[Math] Generate a polynomial w/ integer coefficients whose roots are rational values of sine/cosine

number theorypolynomialstrigonometry

I'm a high school calculus/precalculus teacher, so forgive me if the question is a little basic. One of my (very gifted) students recently came up with a construction yielding a quartic, one of whose roots was sin(80º) — which led me to the startling discovery that this (and, indeed, all rational values of sine/cosine (in degrees; that is, rational multiples of π)) are algebraic.
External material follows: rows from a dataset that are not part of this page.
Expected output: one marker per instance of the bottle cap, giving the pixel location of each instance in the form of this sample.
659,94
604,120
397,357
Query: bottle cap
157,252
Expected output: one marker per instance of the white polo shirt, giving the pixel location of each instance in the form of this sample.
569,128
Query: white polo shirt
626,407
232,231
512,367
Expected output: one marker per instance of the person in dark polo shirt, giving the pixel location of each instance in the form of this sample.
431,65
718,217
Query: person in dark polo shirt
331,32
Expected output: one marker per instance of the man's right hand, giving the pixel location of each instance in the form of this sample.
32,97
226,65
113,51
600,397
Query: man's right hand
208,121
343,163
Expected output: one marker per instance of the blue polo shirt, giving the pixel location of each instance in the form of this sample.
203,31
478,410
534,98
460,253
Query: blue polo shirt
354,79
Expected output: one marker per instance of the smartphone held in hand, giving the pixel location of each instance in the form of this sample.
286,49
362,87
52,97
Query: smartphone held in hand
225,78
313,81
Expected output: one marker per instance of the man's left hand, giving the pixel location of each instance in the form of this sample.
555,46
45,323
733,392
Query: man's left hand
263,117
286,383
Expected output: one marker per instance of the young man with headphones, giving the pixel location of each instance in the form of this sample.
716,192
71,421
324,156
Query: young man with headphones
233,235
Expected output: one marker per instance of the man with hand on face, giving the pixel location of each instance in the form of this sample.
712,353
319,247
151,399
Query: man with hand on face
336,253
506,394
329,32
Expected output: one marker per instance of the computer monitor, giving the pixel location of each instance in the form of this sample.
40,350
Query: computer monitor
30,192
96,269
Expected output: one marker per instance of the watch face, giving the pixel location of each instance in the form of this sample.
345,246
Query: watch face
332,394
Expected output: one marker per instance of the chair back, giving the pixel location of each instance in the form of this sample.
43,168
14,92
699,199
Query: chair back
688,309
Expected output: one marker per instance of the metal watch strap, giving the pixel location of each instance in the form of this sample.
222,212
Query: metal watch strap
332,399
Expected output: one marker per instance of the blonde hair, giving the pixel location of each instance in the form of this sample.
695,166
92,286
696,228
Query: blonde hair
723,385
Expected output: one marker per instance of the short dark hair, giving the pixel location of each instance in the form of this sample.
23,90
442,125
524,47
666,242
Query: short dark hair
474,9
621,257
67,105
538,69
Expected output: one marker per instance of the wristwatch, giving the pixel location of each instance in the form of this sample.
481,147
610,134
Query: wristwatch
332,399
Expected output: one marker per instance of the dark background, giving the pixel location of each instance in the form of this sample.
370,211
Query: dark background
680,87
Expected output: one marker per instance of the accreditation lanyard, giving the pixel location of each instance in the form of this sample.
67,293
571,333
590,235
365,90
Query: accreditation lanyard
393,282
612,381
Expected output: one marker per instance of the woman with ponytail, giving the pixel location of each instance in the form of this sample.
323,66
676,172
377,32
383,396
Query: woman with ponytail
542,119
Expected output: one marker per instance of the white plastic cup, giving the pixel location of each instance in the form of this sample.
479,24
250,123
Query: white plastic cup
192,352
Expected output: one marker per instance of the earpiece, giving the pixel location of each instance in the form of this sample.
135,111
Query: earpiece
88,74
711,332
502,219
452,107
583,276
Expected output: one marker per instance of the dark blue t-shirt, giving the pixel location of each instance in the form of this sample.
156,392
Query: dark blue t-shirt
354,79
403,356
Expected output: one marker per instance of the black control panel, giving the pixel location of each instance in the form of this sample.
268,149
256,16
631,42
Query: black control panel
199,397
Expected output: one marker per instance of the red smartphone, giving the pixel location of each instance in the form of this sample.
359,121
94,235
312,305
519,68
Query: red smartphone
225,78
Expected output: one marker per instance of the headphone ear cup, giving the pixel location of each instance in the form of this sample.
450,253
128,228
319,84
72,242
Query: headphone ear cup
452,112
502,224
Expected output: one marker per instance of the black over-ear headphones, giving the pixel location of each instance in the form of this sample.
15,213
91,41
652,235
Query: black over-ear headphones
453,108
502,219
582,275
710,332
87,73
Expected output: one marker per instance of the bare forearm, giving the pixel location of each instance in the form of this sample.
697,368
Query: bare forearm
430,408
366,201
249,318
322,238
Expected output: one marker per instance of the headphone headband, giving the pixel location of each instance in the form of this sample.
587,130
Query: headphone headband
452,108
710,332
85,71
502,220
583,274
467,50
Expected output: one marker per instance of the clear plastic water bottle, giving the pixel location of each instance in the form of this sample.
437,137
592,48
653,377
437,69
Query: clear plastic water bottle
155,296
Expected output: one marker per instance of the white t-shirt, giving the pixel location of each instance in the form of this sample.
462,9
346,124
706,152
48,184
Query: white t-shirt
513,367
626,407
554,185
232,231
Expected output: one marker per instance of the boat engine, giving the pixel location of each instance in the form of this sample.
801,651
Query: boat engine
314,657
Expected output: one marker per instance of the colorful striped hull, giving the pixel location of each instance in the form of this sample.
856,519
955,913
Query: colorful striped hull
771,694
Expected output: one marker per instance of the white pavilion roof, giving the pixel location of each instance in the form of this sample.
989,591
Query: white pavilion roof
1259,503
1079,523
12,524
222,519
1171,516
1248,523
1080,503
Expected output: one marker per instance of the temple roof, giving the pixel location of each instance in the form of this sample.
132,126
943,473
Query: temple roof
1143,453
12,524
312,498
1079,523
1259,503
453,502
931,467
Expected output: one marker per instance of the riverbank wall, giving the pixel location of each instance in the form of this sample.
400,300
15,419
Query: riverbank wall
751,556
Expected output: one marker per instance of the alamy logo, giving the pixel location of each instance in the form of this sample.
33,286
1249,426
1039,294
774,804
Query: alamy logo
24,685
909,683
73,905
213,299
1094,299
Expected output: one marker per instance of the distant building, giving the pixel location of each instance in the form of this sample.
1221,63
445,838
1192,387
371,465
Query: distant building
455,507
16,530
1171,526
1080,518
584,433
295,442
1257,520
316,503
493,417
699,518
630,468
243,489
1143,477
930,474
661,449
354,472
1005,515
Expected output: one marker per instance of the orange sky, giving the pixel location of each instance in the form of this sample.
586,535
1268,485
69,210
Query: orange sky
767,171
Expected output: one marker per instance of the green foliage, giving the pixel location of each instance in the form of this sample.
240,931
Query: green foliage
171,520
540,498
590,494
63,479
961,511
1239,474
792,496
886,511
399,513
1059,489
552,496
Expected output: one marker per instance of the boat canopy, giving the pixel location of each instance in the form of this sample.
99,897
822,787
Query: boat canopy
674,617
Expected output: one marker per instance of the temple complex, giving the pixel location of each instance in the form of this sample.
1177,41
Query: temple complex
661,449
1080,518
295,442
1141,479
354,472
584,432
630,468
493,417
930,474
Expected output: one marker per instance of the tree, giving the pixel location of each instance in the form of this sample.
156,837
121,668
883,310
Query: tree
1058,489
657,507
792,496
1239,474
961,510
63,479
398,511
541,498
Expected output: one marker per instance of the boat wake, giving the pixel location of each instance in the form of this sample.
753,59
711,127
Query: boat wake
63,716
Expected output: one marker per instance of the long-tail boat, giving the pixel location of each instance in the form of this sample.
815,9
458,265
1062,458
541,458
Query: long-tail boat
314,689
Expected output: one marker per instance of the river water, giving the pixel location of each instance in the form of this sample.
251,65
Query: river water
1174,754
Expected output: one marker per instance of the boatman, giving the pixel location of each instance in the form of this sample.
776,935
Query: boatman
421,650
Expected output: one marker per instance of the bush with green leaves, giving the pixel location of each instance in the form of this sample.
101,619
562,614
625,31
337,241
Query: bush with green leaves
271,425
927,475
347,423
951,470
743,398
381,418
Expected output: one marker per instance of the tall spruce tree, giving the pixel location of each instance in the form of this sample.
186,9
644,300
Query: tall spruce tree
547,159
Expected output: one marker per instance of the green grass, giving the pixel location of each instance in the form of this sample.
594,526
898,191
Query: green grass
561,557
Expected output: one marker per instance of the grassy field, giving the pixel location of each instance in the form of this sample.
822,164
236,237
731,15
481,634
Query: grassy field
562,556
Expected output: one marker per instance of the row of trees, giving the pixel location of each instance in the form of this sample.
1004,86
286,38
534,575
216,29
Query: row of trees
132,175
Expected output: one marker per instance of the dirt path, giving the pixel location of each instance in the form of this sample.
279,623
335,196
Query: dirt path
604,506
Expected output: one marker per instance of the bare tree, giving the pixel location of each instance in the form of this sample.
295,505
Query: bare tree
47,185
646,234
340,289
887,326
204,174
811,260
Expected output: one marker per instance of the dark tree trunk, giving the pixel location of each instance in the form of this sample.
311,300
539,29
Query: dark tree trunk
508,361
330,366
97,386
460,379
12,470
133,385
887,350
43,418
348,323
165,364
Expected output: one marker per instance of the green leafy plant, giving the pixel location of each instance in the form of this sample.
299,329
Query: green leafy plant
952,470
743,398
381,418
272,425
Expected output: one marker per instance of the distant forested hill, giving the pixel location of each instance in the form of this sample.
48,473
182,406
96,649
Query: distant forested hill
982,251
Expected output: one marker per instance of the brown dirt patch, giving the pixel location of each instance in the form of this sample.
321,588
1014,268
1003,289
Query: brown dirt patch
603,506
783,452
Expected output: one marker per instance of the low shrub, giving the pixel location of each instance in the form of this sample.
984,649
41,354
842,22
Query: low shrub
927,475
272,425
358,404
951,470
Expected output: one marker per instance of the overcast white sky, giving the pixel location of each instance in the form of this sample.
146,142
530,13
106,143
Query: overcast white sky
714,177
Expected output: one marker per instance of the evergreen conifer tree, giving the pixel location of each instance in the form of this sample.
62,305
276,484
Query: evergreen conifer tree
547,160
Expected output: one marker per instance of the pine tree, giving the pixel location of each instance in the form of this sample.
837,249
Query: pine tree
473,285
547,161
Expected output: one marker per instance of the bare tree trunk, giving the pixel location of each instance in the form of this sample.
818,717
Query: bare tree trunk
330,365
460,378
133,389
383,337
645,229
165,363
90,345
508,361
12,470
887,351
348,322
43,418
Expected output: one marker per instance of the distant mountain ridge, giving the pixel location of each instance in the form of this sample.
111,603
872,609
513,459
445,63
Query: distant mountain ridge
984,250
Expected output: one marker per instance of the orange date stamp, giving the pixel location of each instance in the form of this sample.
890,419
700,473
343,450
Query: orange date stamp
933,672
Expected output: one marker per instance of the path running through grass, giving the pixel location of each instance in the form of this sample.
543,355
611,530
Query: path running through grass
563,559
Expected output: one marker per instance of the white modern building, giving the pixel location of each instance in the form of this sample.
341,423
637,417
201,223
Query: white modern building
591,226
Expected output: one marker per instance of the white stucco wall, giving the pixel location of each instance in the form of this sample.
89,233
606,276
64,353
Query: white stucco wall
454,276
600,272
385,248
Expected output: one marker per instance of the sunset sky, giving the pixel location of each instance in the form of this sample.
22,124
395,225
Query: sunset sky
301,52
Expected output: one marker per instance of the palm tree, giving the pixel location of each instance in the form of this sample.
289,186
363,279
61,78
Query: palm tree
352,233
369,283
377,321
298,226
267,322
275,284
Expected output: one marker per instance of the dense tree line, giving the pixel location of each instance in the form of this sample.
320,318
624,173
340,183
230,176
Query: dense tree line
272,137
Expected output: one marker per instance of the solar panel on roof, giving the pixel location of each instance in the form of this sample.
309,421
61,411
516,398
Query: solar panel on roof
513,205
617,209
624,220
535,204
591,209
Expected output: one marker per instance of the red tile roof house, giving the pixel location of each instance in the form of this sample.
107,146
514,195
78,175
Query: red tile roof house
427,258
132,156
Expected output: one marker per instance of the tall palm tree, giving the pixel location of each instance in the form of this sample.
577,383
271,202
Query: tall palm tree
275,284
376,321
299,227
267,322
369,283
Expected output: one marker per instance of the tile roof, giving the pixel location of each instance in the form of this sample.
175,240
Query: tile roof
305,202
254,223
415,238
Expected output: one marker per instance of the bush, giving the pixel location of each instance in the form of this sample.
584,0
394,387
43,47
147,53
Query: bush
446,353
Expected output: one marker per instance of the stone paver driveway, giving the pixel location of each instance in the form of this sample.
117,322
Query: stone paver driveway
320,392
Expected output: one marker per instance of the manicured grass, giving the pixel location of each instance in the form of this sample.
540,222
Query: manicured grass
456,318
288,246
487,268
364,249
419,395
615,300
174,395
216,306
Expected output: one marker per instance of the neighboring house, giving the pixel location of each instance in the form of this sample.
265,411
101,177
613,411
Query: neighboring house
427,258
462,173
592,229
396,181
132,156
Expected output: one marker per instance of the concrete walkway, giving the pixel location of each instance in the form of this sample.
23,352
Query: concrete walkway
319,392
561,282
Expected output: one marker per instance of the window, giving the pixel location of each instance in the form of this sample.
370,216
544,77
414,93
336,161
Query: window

I've come across a number of proofs that the numbers are algebraic since, which, as I understand it, goes back to complex roots of unity. What I -haven't- seen, and would very much like to see/understand, is some general method for generating/constructing polynomials (w/ integer coefficients) whose roots are sine/cosine of rational values (in degrees). (My student's method only works for 80º/10º, 70º/20º, and 75º/15º, unfortunately). Would much appreciate…

Best Answer

If you like composing polynomials and Fermat's little theorem (and don't care about getting huge polynomials), you can use the facts that $\cos(2x) = 2\cos(x)^2 - 1$ and that if $x$ is a rational multiple of $\pi$, there will always be exponents $n$ and $m$ such that $\cos(2^n x) = \cos(2^m x)$.

Let $P(X) = 2X^2-1$.
If $x = \frac {2a \pi}b$ with odd $b$, then $2^{\phi(b)} = 1 \pmod {b}$, so that $2^{\phi(b)}x = x \pmod {2\pi}$, which means that $P^{(\phi(b))}(X) - X = P \circ P \circ \ldots \circ P (X) - X$ has $\cos(x)$ as a root.
And if $x = \frac {2a \pi}{b2^c}$ with odd $b$, you only have to pre-compose the above polynomial by $P$ $c$ times, so you get that $P^{(\phi(b)+c)}(X) - P^{(c)}(X)$ has $\cos(x)$ as a root.

And all the roots of those polynomials are some cosines of rational multiples of $\pi$ too.